Cuando regresamos a nuestra mesa, Draven no perdió tiempo en tomar mi mano.
Justo como cinco años antes, repitió la frase que primero me había cautivado:
—Seguramente la mujer más encantadora de la habitación no me negará este baile, ¿verdad?
Mientras nos balanceábamos juntos en la pista de baile, me maravillé de cuánto había cambiado.
Draven seguía siendo tan encantador y seductor como había sido esa noche, pero ahora conocía al hombre detrás de la máscara—el padre amoroso, el Alfa dedicado, la apasionada pareja que había reclamado mi corazón completamente.
De repente, sus labios se curvaron en una sonrisa traviesa.
Me llevó hacia una habitación vacía que recordaba muy bien.
—¿Sintiendo nostalgia?
—bromeé mientras me presionaba contra la pared.
—Algunos recuerdos merecen ser recreados —gruñó antes de capturar mis labios en un beso hambriento.

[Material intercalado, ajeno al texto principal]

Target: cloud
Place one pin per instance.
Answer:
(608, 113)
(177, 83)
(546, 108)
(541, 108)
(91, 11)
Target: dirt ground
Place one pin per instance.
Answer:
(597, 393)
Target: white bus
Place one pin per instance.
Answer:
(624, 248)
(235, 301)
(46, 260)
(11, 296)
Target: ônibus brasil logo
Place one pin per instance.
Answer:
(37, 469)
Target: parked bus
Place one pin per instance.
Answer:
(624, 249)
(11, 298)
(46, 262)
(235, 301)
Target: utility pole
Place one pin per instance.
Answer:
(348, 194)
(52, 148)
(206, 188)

Nuestros cuerpos recordaban perfectamente esta danza.
Sus manos se deslizaron bajo mi vestido, encontrándome ya húmeda con anticipación.
Con un familiar sonido de tela rasgándose, Draven arrancó mis bragas tal como lo había hecho cinco años antes.
Pero ya no se trataba de extraños encontrando liberación en la oscuridad.
Éramos marido y mujer, Alfa y Luna, unidos por amor e hijos compartidos.
Nuestros movimientos eran a la vez familiares y completamente nuevos, más intensos por todo lo que habíamos construido juntos.
Draven me levantó contra la pared, entrando en mí con una poderosa embestida que me hizo jadear.
Envolví mis piernas alrededor de su cintura, aferrándome a sus hombros mientras se hundía en mí con creciente urgencia.
—Silencio, ángel —susurró contra mi oído cuando mis gemidos se hicieron más fuertes—.
A menos que quieras público.
El peligro de ser descubiertos solo intensificó nuestro placer.
Mordí su hombro para amortiguar mis gritos mientras olas de éxtasis me atravesaban.
Draven me siguió momentos después, su cuerpo tensándose mientras gruñía mi nombre.
Permanecimos allí, apoyados contra la pared, completamente sin aliento.
Su frente presionada contra la mía mientras ambos luchábamos por recuperar la compostura.
—Eres verdaderamente increíble —murmuró Draven, sus ojos violetas brillando detrás de su máscara—.
Pero esta vez, hermosa, sé tu nombre.
—Su pulgar trazó mi mejilla tiernamente—.
Y nunca te perderé de nuevo.
Te amo, mi ángel.
—Yo también te amo, Alfa —susurré en respuesta, mi corazón lleno.